Tigers sighted just 80 km from Bangalore

Tigers sighted just 80 km from Bangalore

There cannot be better news for wildlife enthusiasts in the city than the recent finding that tigers are now closer to the outskirts; safely confined in the forest area that has enough game to keep them healthy and breeding.

Days of travelling to Bandipur and Nagarhole, about 200 kilometres from the city, may now be over, as cameras installed by forest authorities trap tigers at Cauvery Wildlife Sanctuary (CWS), just 80 to 90 kilometres from here. The pictures also corroborate with reports of tiger sightings.

That tigers exist in the area was confirmed when a camera placed at the Cowdahalli range captured a big cat on October 12, 2013, in bright light near a waterhole.

“We had several sightings of tigers and cubs by people, but now we have confirmation in the form of pictures,” said K S Vasanth Reddy, Deputy Conservator of Forest, CWS, who was instrumental in installing the cameras at 15 locations.
“With pug marks and scats found in at least 12 beats during the census, we can easily estimate that there are about half a dozen tigers here,” he added.

The department attributes the presence of tigers to constant monitoring, protection of prey base and prevention of poaching in the last 18 months.

The sanctuary, which was earlier spread over 526.96 sq km, was expanded further by 1020 sq km last year after reorganisation.


With the increase of anti-poaching camps from 14 to 25 under Reddy’s watch, authorities also evicted 22 doddies (cattle pens) within the forest range.

“Each of these pens had a thousand cattle. They consumed fodder meant for herbivores. Their eviction had not only brought down man-animal conflicts, but also increased the herbivore population. This created a favourable condition for tigers to thrive,” Reddy explained.

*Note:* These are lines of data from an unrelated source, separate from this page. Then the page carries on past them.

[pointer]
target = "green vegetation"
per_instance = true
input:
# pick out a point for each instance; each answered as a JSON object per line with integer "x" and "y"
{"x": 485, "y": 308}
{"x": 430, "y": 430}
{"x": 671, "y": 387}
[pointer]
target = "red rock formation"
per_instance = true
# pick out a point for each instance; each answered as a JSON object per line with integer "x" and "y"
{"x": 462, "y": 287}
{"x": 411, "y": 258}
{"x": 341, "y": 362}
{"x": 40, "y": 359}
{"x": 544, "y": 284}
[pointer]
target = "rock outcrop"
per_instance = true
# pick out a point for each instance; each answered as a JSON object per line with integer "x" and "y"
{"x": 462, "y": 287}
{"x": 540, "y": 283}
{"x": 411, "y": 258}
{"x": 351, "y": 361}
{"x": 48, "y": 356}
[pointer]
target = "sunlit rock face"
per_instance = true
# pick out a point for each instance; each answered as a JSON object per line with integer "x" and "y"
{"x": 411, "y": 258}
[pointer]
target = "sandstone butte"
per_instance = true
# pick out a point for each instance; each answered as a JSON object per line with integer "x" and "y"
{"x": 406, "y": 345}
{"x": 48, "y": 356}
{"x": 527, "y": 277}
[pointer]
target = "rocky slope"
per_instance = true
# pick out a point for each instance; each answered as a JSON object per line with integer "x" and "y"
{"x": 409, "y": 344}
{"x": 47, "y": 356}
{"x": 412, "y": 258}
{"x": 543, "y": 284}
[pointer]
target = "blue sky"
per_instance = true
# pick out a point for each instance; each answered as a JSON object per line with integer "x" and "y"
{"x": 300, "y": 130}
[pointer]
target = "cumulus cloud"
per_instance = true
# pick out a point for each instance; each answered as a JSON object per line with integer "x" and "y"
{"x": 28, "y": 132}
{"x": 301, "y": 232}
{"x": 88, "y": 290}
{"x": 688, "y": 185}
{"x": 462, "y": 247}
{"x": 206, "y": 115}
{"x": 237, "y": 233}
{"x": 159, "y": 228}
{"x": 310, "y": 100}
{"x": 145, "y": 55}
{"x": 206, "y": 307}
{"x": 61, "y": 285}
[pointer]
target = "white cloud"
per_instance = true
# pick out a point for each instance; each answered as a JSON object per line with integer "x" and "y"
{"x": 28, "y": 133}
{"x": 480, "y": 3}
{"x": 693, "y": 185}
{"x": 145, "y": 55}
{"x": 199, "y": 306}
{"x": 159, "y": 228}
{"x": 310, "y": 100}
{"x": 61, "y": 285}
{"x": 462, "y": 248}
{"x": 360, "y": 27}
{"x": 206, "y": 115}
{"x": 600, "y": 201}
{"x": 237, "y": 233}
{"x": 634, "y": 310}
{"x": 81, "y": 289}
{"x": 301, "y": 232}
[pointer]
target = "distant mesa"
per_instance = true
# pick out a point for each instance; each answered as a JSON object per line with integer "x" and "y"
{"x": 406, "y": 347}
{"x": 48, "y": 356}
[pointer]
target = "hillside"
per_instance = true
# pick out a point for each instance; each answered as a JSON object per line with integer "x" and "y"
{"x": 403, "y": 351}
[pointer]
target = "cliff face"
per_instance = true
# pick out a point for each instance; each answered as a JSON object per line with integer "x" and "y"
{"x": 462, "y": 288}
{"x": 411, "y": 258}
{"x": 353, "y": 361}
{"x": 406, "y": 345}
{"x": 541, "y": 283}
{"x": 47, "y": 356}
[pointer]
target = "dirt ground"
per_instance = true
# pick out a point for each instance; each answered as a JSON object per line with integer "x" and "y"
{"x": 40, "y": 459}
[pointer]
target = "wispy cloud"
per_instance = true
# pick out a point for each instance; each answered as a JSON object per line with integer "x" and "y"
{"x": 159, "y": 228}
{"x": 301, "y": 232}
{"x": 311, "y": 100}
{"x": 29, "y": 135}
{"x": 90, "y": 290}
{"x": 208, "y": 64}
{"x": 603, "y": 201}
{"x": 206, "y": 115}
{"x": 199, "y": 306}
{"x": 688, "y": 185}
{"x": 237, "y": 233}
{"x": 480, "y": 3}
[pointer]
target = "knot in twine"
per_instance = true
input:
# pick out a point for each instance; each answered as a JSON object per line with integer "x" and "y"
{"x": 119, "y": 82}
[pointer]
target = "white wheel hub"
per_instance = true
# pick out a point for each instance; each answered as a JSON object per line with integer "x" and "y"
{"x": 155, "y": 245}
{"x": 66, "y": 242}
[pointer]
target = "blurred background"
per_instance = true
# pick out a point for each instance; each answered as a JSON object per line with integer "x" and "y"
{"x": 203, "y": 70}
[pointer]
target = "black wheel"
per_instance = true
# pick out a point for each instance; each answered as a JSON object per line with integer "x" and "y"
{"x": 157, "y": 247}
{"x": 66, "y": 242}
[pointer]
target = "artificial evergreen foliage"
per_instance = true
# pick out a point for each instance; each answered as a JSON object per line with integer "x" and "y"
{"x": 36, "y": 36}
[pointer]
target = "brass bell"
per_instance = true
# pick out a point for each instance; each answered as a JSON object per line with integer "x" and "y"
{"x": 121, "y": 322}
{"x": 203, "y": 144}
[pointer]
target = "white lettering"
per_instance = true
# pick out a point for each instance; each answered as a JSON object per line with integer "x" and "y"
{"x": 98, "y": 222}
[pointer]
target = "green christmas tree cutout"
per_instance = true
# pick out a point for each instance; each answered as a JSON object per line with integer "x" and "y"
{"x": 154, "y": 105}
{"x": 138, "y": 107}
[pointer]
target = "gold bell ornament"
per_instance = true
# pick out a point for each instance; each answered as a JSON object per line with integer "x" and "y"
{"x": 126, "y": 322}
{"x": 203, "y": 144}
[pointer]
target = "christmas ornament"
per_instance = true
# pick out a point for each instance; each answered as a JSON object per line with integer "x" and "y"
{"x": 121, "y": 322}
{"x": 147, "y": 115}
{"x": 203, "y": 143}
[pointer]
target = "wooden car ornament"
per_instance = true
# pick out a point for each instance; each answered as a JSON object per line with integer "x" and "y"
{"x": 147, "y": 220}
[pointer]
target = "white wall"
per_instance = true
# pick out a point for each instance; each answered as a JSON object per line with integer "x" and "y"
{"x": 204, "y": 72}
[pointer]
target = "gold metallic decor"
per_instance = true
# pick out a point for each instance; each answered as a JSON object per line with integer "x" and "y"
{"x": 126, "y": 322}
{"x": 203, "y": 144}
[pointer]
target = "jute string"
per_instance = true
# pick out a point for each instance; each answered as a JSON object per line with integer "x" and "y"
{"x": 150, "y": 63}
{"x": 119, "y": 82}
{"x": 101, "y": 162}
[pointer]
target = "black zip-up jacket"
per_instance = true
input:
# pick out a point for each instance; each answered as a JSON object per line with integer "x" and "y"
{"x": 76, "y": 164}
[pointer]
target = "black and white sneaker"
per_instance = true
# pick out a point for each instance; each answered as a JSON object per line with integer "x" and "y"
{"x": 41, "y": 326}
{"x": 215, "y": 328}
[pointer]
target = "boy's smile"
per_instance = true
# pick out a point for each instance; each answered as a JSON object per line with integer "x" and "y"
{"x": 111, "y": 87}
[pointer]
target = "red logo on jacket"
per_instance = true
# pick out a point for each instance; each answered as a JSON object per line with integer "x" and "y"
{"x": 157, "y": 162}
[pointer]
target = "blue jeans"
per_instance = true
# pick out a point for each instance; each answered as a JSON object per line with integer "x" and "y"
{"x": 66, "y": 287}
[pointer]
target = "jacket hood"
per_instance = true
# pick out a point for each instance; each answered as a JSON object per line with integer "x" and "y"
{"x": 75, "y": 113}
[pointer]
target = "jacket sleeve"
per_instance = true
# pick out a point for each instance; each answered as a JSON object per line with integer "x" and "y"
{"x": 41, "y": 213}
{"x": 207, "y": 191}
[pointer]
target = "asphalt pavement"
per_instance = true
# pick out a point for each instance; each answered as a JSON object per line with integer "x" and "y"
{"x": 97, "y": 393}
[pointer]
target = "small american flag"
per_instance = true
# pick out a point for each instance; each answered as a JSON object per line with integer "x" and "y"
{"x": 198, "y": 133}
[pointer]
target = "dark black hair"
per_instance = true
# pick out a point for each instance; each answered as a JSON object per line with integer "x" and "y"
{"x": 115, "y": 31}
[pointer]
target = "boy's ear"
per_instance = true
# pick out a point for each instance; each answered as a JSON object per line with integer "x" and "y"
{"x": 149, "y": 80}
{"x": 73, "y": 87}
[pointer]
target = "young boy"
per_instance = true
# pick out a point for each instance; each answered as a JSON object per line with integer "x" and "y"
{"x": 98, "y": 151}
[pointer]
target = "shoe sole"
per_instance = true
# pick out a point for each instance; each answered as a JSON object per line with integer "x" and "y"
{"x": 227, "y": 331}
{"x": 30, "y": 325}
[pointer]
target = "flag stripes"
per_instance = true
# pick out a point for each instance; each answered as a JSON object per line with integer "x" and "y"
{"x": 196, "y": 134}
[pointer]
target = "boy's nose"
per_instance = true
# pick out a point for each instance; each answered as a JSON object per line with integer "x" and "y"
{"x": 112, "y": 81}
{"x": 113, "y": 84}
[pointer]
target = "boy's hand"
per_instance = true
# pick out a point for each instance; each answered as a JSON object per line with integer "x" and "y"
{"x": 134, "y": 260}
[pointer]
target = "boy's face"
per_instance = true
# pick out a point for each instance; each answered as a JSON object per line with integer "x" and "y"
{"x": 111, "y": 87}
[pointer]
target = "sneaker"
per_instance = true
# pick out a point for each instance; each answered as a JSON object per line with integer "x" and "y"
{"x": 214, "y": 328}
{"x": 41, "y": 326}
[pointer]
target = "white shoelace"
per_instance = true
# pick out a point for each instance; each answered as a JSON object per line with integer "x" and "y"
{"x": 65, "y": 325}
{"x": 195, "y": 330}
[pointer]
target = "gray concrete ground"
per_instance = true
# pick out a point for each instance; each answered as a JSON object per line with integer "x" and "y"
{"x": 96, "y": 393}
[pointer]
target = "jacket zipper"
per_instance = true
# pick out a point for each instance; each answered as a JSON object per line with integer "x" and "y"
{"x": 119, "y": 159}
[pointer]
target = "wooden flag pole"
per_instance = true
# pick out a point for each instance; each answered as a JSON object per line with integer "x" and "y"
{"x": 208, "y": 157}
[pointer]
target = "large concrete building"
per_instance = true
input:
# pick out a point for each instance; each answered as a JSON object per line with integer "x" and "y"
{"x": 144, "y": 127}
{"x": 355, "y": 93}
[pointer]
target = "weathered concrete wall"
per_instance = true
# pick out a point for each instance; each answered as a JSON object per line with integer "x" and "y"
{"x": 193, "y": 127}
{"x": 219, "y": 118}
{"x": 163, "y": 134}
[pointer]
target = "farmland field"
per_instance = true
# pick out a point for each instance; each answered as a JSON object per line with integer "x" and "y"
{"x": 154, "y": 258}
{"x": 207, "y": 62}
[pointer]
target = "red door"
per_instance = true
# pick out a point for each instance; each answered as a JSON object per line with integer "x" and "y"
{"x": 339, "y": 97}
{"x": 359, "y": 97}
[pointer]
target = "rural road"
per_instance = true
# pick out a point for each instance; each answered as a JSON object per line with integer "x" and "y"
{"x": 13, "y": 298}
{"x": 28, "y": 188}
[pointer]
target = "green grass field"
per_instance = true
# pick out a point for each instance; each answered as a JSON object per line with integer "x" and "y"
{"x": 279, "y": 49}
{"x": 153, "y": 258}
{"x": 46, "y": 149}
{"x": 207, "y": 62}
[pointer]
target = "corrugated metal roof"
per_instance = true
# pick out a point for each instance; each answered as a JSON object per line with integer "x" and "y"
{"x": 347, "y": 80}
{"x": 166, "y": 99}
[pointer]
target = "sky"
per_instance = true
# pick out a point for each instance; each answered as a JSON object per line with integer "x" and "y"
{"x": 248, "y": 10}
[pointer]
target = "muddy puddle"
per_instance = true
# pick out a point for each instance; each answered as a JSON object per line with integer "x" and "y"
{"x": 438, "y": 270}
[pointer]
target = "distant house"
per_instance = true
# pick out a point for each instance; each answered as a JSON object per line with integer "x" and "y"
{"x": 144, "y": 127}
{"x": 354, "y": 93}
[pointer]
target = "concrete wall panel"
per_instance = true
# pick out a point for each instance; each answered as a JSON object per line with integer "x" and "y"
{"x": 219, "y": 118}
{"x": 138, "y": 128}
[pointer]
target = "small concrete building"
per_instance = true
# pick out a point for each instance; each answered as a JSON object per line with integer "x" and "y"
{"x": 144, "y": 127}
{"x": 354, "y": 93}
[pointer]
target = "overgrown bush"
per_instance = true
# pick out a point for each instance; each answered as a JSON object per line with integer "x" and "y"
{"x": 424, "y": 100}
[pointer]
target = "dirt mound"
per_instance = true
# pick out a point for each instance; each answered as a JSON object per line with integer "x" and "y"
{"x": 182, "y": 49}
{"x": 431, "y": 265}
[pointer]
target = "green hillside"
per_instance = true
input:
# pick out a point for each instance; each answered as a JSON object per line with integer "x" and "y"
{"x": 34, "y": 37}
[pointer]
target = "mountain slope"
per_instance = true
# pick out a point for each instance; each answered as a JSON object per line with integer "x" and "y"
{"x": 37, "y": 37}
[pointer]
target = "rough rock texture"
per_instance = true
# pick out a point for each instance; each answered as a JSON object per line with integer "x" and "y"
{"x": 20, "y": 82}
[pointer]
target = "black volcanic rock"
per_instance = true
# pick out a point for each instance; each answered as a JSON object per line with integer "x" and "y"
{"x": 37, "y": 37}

“There cannot be anything sweeter than the fact that we have a good breeding tiger population here. A real success story,” Reddy said.

The CWS, which is a contiguous forest to BNP, is also connected to Male Madeshwara hills and the Satyamangala forests on one side and CWS of Tamil Nadu in the north of the river Cauvery.

The park spread across Mysore and Bangalore districts was so far known for its sizeable population of arboreal creatures like grizzle giant squirrel, aquatic creatures like otters and mahseer fish. Leopards, jackal, sloth bears are the other bigger mammals here.

A prey base analysis by Killi Valavan, a researcher with Wildlife Conservation Society, had revealed that the sanctuary has an estimated 2,500 ungulate population.

The study, a part of his masters in wildlife biology at National Centre for Biological Sciences in 2010 under the guidance of well-known wildlife biologist K Ullas Karanth, had stated that this prey density is sufficient enough to sustain a tiger population.
 
Besides stopping poaching, the two check posts set up also helped Kanakapura Police and the State Government, for whom frequent death of tourists at Sangam and Muthatthi had been a big concern.